1969/04/09に生まれて

1969年4月9日に生まれた人間の記録簿。例えば・・・・

『景行天皇伝説を巡る伝説』17.菊池川流域の古代鉄器と鉄資源

2022-12-09 21:27:00 | 景行天皇の記録
【菊池川流域の古代鉄器と鉄資源】
一方、菊池川流域に目をむけると、特に茂賀の浦があった菊池平野(菊池・山鹿盆地)の周辺は全て鉄分を豊富に含む地質であることが分かります。
基盤岩の多くはマグマが地下でゆっくり冷えて固まった花崗岩です。花崗岩は平野の北東部の山地を形成しています。平野の西部や菊池川の中、下流域の小岱山をはじめとする山々も花崗岩です。平野の東部や西部の丘陵地は阿蘇火砕流堆積物が分布しています。また、北部には鉄分を多く含む変はんれい岩や外輪山を形成する火山岩類があります。そして南部の花房台地には、阿蘇火砕流堆積物や火山の侵食・運搬・堆積によって形成された砂鉄鉱床が存在します。この鉱床は昭和37年の国の調査で九州最大であることが明らかにされています。


阿蘇と菊池・山鹿の位置関係


地質図
菊池・山鹿盆地を取り巻く地質は鉄分が多い


このように菊池平野(菊池・山鹿盆地)を取り巻く地層には鉄分が多く含まれます。こういった地質の状況から、過去の茂賀の浦には阿蘇の褐鉄鉱床とは言わないまでも、人々が利用できる程度の水酸化鉄の沈澱が生じていた可能性は十分高いと考えられます。とすれば、茂賀の浦の水引きとともに水稲を行った弥生の人々が、阿蘇と同様に、鉄に対して親和性が高かったとしても不思議は無いように思います。そして、そこに舶載品の鉄原料が持ち込まれ鍛治・加工によって鉄製品が作られたのだと思います。
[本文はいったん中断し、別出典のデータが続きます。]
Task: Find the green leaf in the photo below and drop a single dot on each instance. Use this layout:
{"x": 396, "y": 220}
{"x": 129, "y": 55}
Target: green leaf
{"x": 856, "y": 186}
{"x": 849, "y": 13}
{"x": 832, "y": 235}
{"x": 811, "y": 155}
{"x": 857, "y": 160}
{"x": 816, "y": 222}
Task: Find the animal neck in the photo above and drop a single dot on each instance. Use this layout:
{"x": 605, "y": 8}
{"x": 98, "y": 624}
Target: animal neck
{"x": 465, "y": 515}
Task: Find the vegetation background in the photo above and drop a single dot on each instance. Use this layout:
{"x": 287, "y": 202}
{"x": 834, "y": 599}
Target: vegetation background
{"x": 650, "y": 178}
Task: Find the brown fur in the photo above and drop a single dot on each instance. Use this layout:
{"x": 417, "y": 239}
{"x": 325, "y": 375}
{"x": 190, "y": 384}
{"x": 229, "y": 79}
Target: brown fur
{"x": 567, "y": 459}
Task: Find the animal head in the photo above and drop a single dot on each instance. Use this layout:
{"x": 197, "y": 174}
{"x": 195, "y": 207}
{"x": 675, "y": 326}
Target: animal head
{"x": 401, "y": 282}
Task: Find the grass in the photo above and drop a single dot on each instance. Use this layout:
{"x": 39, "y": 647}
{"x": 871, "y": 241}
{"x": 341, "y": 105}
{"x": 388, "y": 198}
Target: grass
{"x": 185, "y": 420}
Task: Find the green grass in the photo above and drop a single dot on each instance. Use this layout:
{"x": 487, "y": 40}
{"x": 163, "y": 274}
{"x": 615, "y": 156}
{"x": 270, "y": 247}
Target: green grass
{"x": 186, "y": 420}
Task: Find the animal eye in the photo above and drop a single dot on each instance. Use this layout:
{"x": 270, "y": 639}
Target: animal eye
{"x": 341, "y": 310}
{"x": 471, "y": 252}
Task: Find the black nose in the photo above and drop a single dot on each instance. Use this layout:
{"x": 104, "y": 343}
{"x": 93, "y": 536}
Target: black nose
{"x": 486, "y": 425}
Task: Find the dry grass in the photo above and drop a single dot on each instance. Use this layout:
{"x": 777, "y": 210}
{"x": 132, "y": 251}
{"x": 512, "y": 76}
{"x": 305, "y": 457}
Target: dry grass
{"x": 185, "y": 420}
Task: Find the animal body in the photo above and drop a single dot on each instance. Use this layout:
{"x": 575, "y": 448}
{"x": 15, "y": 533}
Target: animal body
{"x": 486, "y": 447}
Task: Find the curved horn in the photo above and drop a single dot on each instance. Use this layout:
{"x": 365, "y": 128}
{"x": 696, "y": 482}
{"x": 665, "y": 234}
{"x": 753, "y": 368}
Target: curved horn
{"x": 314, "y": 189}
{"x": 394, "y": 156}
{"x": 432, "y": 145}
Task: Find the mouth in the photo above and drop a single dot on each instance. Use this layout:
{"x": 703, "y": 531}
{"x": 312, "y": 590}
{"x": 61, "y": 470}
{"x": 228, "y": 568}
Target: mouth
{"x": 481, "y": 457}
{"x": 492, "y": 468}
山鹿市の方保田(かとうだ)には方保田東原遺跡があります。弥生時代後期から古墳時代前期(今から約1700~1900年前)に繁栄した大集落遺跡です。現在のところ、発掘調査が行われた面積は、遺跡全体の5%にも達していないと言われますが、100を超える住居跡、土器や鉄器を製作したと考えられる遺構が見つかっています。また、全国で唯一の石包丁形鉄器や、特殊な祭器である巴形銅器など数多くの青銅製品や鉄製品の金属製品が350点以上も出土しています。


方保田東原遺跡から出土した青銅器と鉄器
山鹿市webサイトより

この遺跡からもわかるように、水稲に適した広範な湿地の出現とともに湿地に生成した鉄の原料となり得る水酸化鉄(褐鉄鉱)の利用、それが鉄器類の鍛治・加工の技術導入の土台となり、引いては菊池川流域の古代の繁栄に繋がったのではないでしょうか。そして、その背景となったのは稲作ができる平野を作り出した地質事象や大地を構成している鉄分を含んだ地質、岩石であったと考えられるのです。